I have no fond childhood memories of running off to see the groundhog emerge from his burrow. My family never gathered for groundhog diners, nor did my mom bake special groundhog cookies. What kind of a real holiday is it anyway; we don't even get a day off from work or school? The notion that a bunch of people would stand outside in the cold during the early morning hours to watch a groundhog predict the weather seems a little bizarre if not ludicrous. If intelligent and well-trained meteorologists struggle with predicting something as uncertain as the weather, what makes us think that a giant squirrel can do better?
Therefore, it's no surprise that my fondness for the holiday isn't a consequence of the tongue and cheek prognostication that occurs each year in Punxsutawney, Pennsylvania. No, my affection for the holiday is purely a consequence of the 1993 movie, which bears the same name. Each year, my kids knew when it was Groundhog Day... again, because their slightly strange father would be popping popcorn and loading the DVD player with the same well-worn copy of the movie Groundhog Day. Certainly, the entire family enjoyed the movie's delightful and comedic storyline of the self-centered and unhappy weatherman Phil Connors reliving the same day -- Groundhog Day -- over and over again.
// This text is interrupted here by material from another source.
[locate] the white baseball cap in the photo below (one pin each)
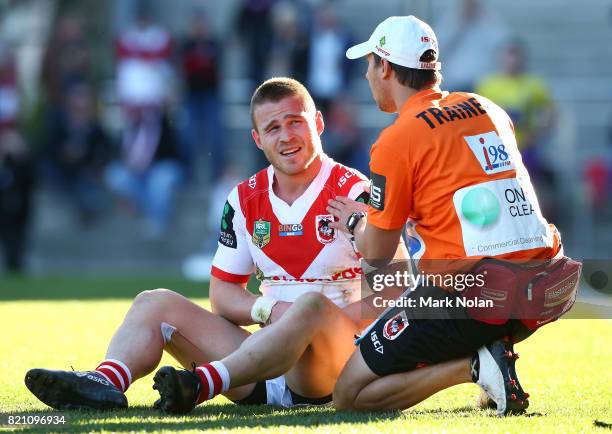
(400, 40)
The movie Groundhog Day poignantly expresses life's important truisms in the vein of the great holiday movie classics such as It's a Wonderful Life. Common themes like the value of giving to others, appreciating the people around us, and enjoying the beautiful things in life are brilliantly meshed within the humor of a groundhog at the wheel of a truck being chased by police. However, what makes this movie special is not just the expression of these universally drawn upon topics that have been covered innumerable times in countless movies. What makes Groundhog Day unique is how it subtly depicts a topic so rarely covered in most films.
Groundhog Day portrays eloquently the message that it is only when we live in the present moment that we can truly be at peace. Throughout the movie, Phil plans and plots in order to make the one day that he is reliving perfect. He tries in vain to woo the girl, to find happiness in wealth, and to thwart death but to no avail. For it is only when Phil lets go of his need to make life perfect and embraces the present moment for what it is that he is freed from his nightmare and begins to live a new day. Almost inconspicuously and without fanfare, Phil states, "Whatever happens tomorrow, or for the rest of my life, I'm happy now..." A line that breaks him from the chains of living the same day over and over. In our fast-paced technology-driven world of instant communication, it is more important than ever for us to remember to be present and enjoy the only moment that ever exists -- the present moment. Let us all take this moment during this season of cold weather when New Year's resolutions have faded and the memories of the holiday spirit are perhaps forgotten to find a renewed determination to begin to appreciate and enjoy the present moment. I invite you all to sit down with my family and me and with a bowl of popcorn to enjoy and savor my favorite holiday movie, Groundhog Day... again.